87

Another potential title for this post could be "When parallel processing in R, does the ratio between the number of cores, loop chunk size, and object size matter?"

I have a corpus I am running some transformations on using the tm package. Since the corpus is large I'm using parallel processing with doparallel package.

Sometimes the transformations do the task, but sometimes they don't. For example, tm::removeNumbers(). The very first document in the corpus has a content value of "n417". So if preprocessing is successful then this document will be transformed to just "n".

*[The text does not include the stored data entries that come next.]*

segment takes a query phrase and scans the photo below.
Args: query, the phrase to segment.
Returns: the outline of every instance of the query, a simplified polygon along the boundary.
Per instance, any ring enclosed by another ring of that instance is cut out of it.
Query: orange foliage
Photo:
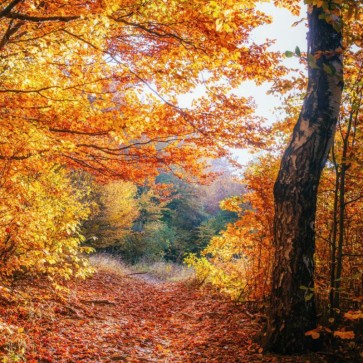
[[[250,166],[243,182],[246,193],[229,198],[221,207],[240,219],[210,241],[203,257],[189,256],[198,279],[210,282],[233,299],[267,296],[272,268],[273,198],[277,159],[261,157]]]
[[[139,181],[175,164],[200,174],[196,160],[226,154],[222,143],[260,143],[253,103],[225,96],[276,75],[267,44],[248,44],[268,21],[253,3],[18,3],[0,18],[2,159]],[[207,96],[180,107],[198,86]]]
[[[144,182],[161,170],[203,180],[207,158],[228,155],[226,146],[262,144],[252,100],[226,97],[246,79],[282,72],[268,44],[249,40],[270,21],[254,1],[1,6],[0,257],[11,261],[7,274],[42,270],[40,261],[53,253],[47,263],[60,266],[61,251],[78,249],[90,206],[79,204],[63,167],[102,181]],[[205,96],[182,107],[181,97],[198,87]],[[58,235],[67,225],[69,238]]]

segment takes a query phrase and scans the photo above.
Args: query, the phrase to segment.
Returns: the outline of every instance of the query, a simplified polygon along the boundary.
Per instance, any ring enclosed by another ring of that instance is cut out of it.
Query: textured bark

Sample corpus is shown below for reproduction. Here is the code block:

library(tidyverse)
library(qdap)
library(stringr)
library(tm)
library(textstem)
library(stringi)
library(foreach)
library(doParallel)
library(SnowballC)

  corpus <- (see below)
  n <- 100 # This is the size of each chunk in the loop

  # Split the corpus into pieces for looping to get around memory issues with transformation
  nr <- length(corpus)
  pieces <- split(corpus, rep(1:ceiling(nr/n), each=n, length.out=nr))
  lenp <- length(pieces)

  rm(corpus) # Save memory

  # Save pieces to rds files since not enough RAM
  tmpfile <- tempfile()
  for (i in seq_len(lenp)) {
    saveRDS(pieces[[i]],
            paste0(tmpfile, i, ".rds"))
  }

  rm(pieces) # Save memory

  # Doparallel
  registerDoParallel(cores = 12)
  pieces <- foreach(i = seq_len(lenp)) %dopar% {
    piece <- readRDS(paste0(tmpfile, i, ".rds"))
    # Regular transformations
    piece <- tm_map(piece, content_transformer(removePunctuation), preserve_intra_word_dashes = T)
    piece <- tm_map(piece, content_transformer(function(x, ...)
      qdap::rm_stopwords(x, stopwords = tm::stopwords("english"), separate = F)))
    piece <- tm_map(piece, removeNumbers)
    saveRDS(piece, paste0(tmpfile, i, ".rds"))
    return(1) # Hack to get dopar to forget the piece to save memory since now saved to rds
  }

  stopImplicitCluster()

  # Combine the pieces back into one corpus
  corpus <- list()
  corpus <- foreach(i = seq_len(lenp)) %do% {
    corpus[[i]] <- readRDS(paste0(tmpfile, i, ".rds"))
  }
  corpus_done <- do.call(function(...) c(..., recursive = TRUE), corpus)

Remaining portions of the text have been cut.